How to install the nVidia 80.40 Beta Drivers:
1) Download the nvidia driver
2) Extract it to a directory
3) download the latest INF file
4) save it into the driver directory over the old INF file
4) Double Click the Setup.exe icon and install like normal
Congratulations you just upgraded your drivers from version 71.13 to 80.40 and have unlocked the overclocking features!
Do The nVidia 80.40 Drivers Perform Better?
I did some quick benchmarking running Doom3, 3dMark 2005, & Comanche 4 and after a number of benchmarks I found that the newer desktop drivers perform well across the board.

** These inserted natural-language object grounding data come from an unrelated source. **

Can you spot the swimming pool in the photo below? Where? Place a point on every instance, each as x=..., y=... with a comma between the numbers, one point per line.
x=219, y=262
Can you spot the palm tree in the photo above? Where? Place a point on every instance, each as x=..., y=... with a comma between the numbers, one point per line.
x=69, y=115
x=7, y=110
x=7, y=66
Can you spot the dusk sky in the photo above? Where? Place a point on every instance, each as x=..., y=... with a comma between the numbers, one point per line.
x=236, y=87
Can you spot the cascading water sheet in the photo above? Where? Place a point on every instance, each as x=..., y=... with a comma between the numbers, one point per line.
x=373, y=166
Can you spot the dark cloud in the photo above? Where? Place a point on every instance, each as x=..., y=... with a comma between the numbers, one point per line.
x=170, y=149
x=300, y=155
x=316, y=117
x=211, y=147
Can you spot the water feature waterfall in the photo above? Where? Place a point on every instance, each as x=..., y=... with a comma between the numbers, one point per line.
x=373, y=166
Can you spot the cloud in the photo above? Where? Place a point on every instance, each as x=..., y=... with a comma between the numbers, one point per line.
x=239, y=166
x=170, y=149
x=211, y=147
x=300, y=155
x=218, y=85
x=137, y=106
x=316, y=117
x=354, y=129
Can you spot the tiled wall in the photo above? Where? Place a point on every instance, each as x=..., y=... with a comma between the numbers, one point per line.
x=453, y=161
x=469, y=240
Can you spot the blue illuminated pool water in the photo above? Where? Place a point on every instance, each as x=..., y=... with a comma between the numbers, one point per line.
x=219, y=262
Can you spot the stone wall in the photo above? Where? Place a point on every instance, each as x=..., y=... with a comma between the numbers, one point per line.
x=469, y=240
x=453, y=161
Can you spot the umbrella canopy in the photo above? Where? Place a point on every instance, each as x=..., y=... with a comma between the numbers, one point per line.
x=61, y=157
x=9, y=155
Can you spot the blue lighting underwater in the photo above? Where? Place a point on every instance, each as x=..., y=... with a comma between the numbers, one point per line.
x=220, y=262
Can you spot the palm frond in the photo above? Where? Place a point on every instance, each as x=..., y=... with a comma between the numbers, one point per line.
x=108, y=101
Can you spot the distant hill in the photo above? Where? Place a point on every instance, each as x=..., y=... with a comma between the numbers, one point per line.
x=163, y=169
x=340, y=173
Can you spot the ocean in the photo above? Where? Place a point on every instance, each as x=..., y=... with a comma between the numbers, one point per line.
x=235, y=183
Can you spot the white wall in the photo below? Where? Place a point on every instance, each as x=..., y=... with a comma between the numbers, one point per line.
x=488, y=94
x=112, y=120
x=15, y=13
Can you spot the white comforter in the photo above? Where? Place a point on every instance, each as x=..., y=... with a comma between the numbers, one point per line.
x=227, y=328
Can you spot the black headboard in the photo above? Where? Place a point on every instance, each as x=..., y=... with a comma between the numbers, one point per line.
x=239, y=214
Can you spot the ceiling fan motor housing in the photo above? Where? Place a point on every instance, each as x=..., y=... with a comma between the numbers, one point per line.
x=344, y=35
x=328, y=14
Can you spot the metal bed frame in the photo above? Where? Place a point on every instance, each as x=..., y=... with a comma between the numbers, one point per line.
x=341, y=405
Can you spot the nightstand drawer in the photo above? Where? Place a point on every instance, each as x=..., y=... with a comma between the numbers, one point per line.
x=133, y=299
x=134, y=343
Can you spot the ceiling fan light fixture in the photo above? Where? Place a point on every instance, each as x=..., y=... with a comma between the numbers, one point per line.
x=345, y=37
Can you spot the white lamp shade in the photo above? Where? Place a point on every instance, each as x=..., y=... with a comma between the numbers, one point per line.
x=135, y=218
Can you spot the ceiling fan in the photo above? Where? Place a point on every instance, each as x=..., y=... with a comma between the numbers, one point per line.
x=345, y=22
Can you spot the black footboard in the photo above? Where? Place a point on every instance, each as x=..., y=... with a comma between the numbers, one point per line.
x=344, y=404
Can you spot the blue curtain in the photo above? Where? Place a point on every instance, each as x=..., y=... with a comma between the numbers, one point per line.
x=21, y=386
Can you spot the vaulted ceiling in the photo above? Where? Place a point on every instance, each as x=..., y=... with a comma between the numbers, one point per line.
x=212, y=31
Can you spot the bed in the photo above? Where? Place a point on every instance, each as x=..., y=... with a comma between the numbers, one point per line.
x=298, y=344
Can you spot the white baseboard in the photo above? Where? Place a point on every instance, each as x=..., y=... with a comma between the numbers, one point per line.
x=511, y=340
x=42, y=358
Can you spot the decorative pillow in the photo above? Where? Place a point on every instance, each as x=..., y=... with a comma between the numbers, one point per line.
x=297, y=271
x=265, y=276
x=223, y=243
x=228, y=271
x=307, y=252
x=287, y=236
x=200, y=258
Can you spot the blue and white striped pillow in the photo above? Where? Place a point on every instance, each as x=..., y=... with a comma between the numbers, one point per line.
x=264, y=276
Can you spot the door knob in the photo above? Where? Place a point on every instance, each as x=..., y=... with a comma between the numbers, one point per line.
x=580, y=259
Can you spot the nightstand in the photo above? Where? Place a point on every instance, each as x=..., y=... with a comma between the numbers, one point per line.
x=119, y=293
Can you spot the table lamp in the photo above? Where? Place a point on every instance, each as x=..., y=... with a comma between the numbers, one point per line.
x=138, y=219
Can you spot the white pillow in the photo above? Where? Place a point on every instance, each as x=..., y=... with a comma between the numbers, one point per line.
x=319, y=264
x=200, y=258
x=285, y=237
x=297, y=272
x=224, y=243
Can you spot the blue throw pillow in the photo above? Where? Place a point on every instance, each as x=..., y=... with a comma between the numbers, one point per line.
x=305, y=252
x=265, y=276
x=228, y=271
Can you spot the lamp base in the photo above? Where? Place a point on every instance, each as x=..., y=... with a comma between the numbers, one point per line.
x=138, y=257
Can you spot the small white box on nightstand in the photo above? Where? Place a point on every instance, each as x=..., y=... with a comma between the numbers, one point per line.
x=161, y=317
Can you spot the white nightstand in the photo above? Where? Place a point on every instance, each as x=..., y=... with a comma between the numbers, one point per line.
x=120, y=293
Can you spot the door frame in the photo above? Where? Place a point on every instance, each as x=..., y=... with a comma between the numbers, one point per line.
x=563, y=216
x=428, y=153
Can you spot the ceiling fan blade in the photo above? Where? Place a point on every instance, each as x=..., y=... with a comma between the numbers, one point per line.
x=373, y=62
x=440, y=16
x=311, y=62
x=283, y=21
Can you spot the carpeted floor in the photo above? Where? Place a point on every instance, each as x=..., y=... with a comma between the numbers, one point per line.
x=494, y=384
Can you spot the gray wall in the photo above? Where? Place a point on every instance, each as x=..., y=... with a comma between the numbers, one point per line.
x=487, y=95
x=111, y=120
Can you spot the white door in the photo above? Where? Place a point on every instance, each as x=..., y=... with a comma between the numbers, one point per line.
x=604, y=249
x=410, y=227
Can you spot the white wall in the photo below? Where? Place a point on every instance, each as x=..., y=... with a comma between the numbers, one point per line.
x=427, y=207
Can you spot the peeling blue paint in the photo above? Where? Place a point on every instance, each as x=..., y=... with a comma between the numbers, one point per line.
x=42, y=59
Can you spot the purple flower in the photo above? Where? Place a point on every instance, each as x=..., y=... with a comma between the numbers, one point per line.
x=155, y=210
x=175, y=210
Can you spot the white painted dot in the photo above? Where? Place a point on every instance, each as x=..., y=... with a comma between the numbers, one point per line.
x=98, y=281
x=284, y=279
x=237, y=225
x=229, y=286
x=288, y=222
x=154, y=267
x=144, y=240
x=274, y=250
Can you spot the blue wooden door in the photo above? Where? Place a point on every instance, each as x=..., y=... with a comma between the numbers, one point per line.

ASUS Z71V with default 71.13 drivers:
Doom 3:
640x480 - 112.6
800x600 - 68.3
1024x768 - 48.4
3dMark 2005:
Overall Score - 1706
Comanche 4:
1280x1024 - 55.42
1280x1024 w/ 4x AA - 42.86
ASUS Z71V with Beta 80.40 drivers:
Doom 3:
640x480 - 114.0
800x600 - 68.6
1024x768 - 49.2
3dMark 2005:
Overall Score - 1808
Comanche 4:
1280x1024 - 56.82
1280x1024 w/ 4x AA - 44.27
As you can tell performance increased slighty by just installing the new drivers. A free perfomance increase that doesn't require overclocking is a nice find. Now let's overclock this bad boy.

The default clock speed of the ASUS Z71V's Geforce 6600 video card is 250MHz Core and 500MHz Memory. When we took our ASUS Z71V apart we noted that the memory on the Hynix chips were HY5DS573222. After looking them up on the Hynix website we found them to be rated at 300MHz or 600MHz Double Data Rate (DDR), which means our memory on the video card is UNDERCLOCKED!
We let the nVidia driver utility find the optimal driver frequency for us and it set the frequency to 334MHz/669MHz. We tried this setting and foudn it to be unstable. After a couple days of overclocking we found 312MHz/740Mhz to the be happy medium. We were able to run some benchmarks higher at higher clock frequencies, but they were not stable.
Doom 3 Results @ 1024x768 with all effects on:
71.13 Driver: 48.4 FPS
80.40 Driver: 49.2 FPS
80.40 Driver overclocked to 325/700: 64.5
80.40 Driver overclocked to 330/750: 66.4
By overclocking the video card we got an additional 18FPS and smooth game play on a notebook with all the eye candy enabled. This is an increase of 37% in terms of frames per second performance.
3dMark 2005:
71.13 Driver: 1706
80.40 Driver: 1808
80.40 Driver overclocked to 300/700: 2324
80.40 Driver overclocked to 310/720: 2394
80.40 Driver overclocked to 312/725: 2419
In Futuremark's 3dMark 2005 we went from a score of 1706 to 2419 by just overclocking the video card. This is a point increase of 713 points, which is huge on 3dMark 2005. That turns out to be a 42% performance increase thanks to changing the drivers and overclocking a bit.

That's all for now! Expect an article on this in more detail coming soon. As of right now I am extremely happy with our norebook performance numbers. Having a notebook that scores 1700 points on 3dmark 2005 is nothing to laugh at, but now at more than 2400 points we have a great gaming notebook! Time to install and play... err i mean test the F.E.A.R. demo on the ASUS Z71V!!!